Par une requête, enregistrée le 30 mars 2020, Mme C..., représentée par Me E..., demande à la cour :
1°) d'annuler le jugement du tribunal administratif de Nantes du 26 février 2020 ;
2°) d'annuler la décision contestée ;
3°) d'enjoindre au ministre de l'intérieur de lui délivrer un visa de long séjour dans un délai de cinq jours à compter de la notification de l'arrêt à intervenir, sous astreinte de 25 euros par jour de retard ou, à défaut, lui enjoindre de procéder au réexamen de sa demande dans les mêmes conditions de délai et d'astreinte ;
4°) de mettre à la charge de l'Etat une somme de 3 000 euros sur le fondement de l'article L. 761-1 du code de justice administrative.
Elle soutient que :
- il n'est pas établi que la minute du jugement attaqué soit signée conformément aux dispositions de l'article R. 741-7 du code de justice administrative ;
- en procédant d'office à une substitution de base légale, sans mettre les parties à même de présenter des observations, les premiers juges ont méconnu le principe du contradictoire ;
- en se fondant sur un moyen relevé d'office sans mettre les parties à même de présenter des observations et alors que ce moyen ne revêt pas un caractère d'ordre public, les premiers juges ont entaché leur décision d'irrégularité ;
- en l'absence de compte-rendu de délibération, il n'est pas possible de s'assurer que la décision implicite a été prise par une autorité compétente et au terme d'une procédure régulière au regard des dispositions de l'article D. 211-7 du code de l'entrée et du séjour des étrangers et du droit d'asile et de l'article 1er de l'arrêté du 4 décembre 2009 relatif aux modalités de fonctionnement de la commission de recours contre les décisions de refus de visa d'entrée en France ;
- la motivation en droit contenue dans le courrier par lequel le président de la commission a communiqué les motifs de la décision implicite est abstraite et ne permet pas d'utilement contester cette décision tandis que le motif que le ministre de l'intérieur a demandé au tribunal de substituer au motif initialement retenu n'est pas assorti de précisions quant aux dispositions légales sur lesquelles il repose ;
- aucune disposition du code de l'entrée et du séjour des étrangers et du droit d'asile n'impose au demandeur de visa de produire des documents permettant d'établir l'absence de risque de détournement de l'objet du visa de sorte que le motif que le tribunal a accepté de substituer est dépourvu de base légale ;
- le risque de détournement de l'objet du visa ne peut légalement fonder un refus opposé à une demande de visa de long séjour dès lors qu'un tel visa a précisément pour objet de permettre à son titulaire de s'installer durablement sur le territoire français ;
- le motif tiré du risque de détournement de l'objet du visa est entaché d'erreur manifeste d'appréciation.
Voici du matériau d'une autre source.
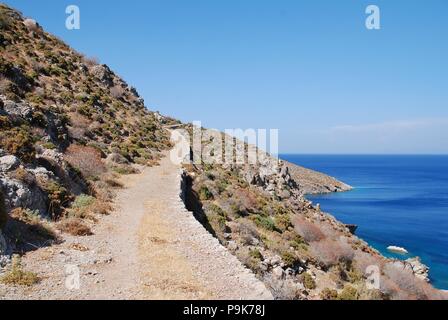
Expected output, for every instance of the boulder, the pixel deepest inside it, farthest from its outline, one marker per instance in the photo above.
(19, 109)
(396, 249)
(103, 73)
(9, 163)
(420, 270)
(352, 228)
(17, 194)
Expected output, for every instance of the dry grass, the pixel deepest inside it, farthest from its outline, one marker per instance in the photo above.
(34, 223)
(75, 227)
(87, 160)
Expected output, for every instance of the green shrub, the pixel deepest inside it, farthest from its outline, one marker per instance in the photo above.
(3, 212)
(218, 210)
(329, 294)
(289, 259)
(83, 201)
(349, 293)
(308, 281)
(283, 222)
(17, 276)
(256, 254)
(19, 142)
(298, 243)
(264, 222)
(205, 194)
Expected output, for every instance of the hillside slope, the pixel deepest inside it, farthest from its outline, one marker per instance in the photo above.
(70, 127)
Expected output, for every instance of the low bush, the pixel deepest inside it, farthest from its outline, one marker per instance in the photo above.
(256, 254)
(349, 293)
(17, 276)
(308, 281)
(329, 294)
(283, 222)
(289, 259)
(19, 142)
(205, 194)
(74, 227)
(87, 160)
(35, 225)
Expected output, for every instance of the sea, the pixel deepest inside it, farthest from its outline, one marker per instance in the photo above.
(398, 200)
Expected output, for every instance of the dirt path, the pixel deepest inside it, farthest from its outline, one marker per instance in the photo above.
(151, 247)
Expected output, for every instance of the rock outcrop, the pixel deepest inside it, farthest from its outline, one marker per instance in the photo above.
(313, 182)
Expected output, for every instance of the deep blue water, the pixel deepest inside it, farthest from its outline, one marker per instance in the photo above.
(398, 200)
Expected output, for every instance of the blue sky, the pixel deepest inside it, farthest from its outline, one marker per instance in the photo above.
(309, 68)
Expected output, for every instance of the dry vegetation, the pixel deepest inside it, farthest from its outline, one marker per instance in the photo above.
(319, 257)
(74, 126)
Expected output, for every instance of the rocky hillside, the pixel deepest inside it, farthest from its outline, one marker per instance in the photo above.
(260, 214)
(68, 127)
(312, 182)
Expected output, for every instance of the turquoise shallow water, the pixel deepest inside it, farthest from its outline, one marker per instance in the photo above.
(398, 200)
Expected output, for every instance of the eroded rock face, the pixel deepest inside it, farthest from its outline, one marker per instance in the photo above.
(18, 109)
(17, 194)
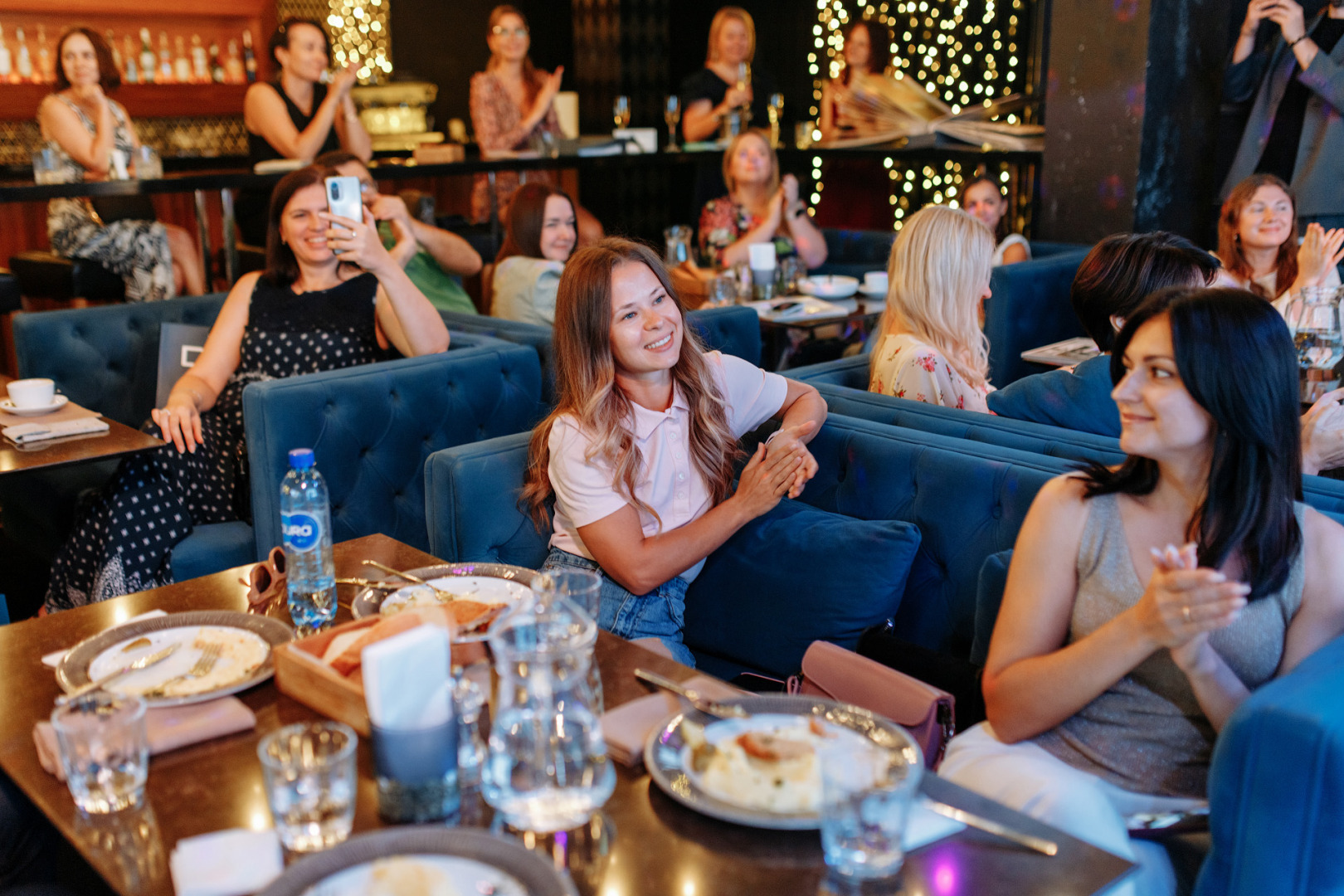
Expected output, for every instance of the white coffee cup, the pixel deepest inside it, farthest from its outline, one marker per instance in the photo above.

Par un mémoire en défense, enregistré le 26 mai 2020, le ministre de l'intérieur conclut au rejet de la requête.
Il indique s'en rapporter à ses écritures de première instance.
Vu :
- les autres pièces du dossier ;
Vu :
- le code de l'entrée et du séjour des étrangers et du droit d'asile ;
- le code de justice administrative.
Le président de la formation de jugement a dispensé le rapporteur public, sur sa proposition, de prononcer des conclusions à l'audience.
Les parties ont été régulièrement averties du jour de l'audience.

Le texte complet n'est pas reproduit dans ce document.